You perfectly captured in a single sentence the attitude of Linux maintainers and why it will never ever be a mainstream OS.

> > MyAss_OS! works best for Steam but FuckNux works best with video editing software and you happen to need both.

> There is no real compromise here. If you are running a distro that isn't capable of running everything, you are barking up the wrong tree and probably trying to use some random hannah montana linux maintained by 1 guy.

You got me wrong, I'm not saying that you should go for either of those options, but that if you search online a little bit as a layman, you will be confused because some distributions (popular ones at that) advertise themselves as the right choice to do X.

It's all about confusion for the end user. Just search for "linux gaming distro" and see for yourself the slurry of stupid ass distributions recommended when none of them should exist in the first place.

vander_elst 5 hours ago | parent | next [-]

Well from my experience on a Mac or in iOS you either adapt to their workflow or you leave the platform, I don't think there's a middle ground there. From my experience Linux is actually on the total opposite side, which might be even more confusing: it will allow you to create any workflow you want, if you are willing to sacrifice your sanity to get there. Btw Linux user here who already lost part of their mental health.

zahlman 5 hours ago | parent | prev | next [-]

Essentially your argument boils down to "linux is bad because you have choice".

The slop articles you get are the result of the natural SEO competition.

The real problem is that anyone is propagandizing the concept of a "gaming distro" in the first place.

subscribed 5 hours ago | parent | prev | next [-]

Ah yes, famous "you're holding it wrong" :)

(My current gripe is with KDE on Wayland - i decided to move from Gnome on X11 for $reasons and it's so hard to get a thing as simple as clipboard, multiple monitors to work consistently. Apparently devs have very strong opinions on workflows...)

anthk 4 hours ago | parent | prev [-]

TBH some gaming bound distros enable RT based optizations for gaming not seen in any OS. Also, with Flatpak, there's no excuses, you will get the same software everywhere.

danaris 4 hours ago | parent | prev [-]

> Your problem is probably that your first instinct is to emulate your old workflow instead of finding a new workflow.

I recently started a new job, and was given a choice of Windows or Linux for my desktop. Picked Linux, specifically Ubuntu, since others there use Ubuntu. (I've been using Macs primarily for decades, but can operate in any OS.)

I have my workflow set up mostly fine now, but...there isn't really any alternative to BBEdit. Anywhere but the Mac. And believe me, I've looked. (I'd genuinely love to be proved wrong, though!)

The combination of

- a programmer's text editor

- that's not focused around "workspaces" (like VSCode—which I also use)

- that can do robust regexp search & replace, both within and across files

- that keeps its list of open files in a sidebar, vertically, rather than in tabs, across the top

- that can transparently open & save files requiring privilege elevation (just provide the password when needed)
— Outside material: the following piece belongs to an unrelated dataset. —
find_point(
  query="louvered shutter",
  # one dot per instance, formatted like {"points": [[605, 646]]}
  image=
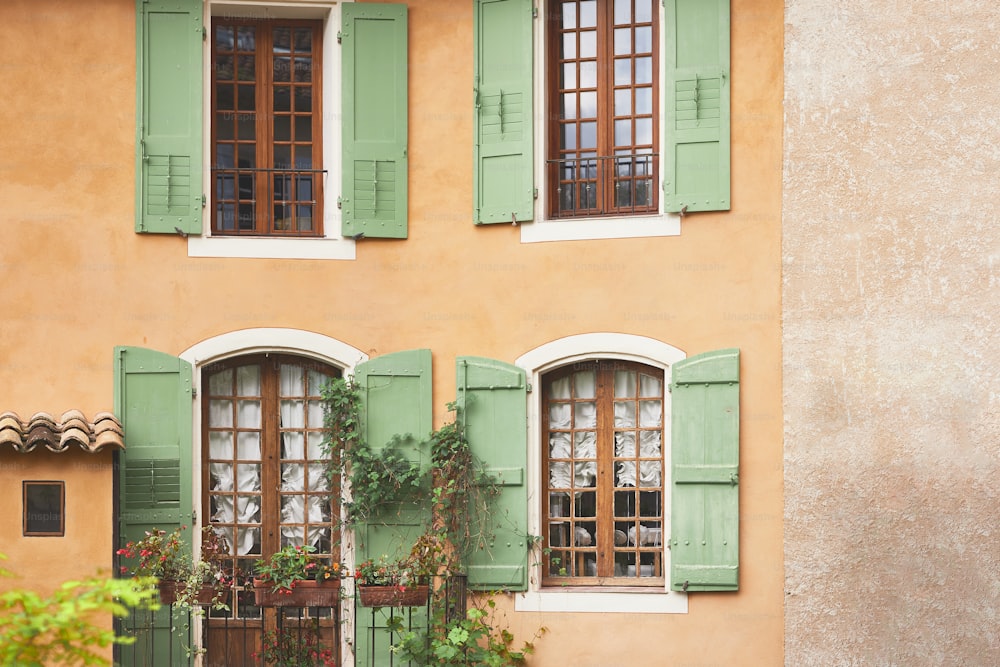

- that can transparently open & save files over SFTP

- for free (there's a paid upgrade that unlocks more advanced features that are very neat, but that I have never yet needed)

...appears, from what I can tell, to be unique.

So I'm using...I forget, I think it's kate? and it's fine, I can operate...but between that and a variety of other little things, it's just a constant friction. Fortunately, I should be able to get a Mac laptop; it just needs to be quoted, approved, and ordered.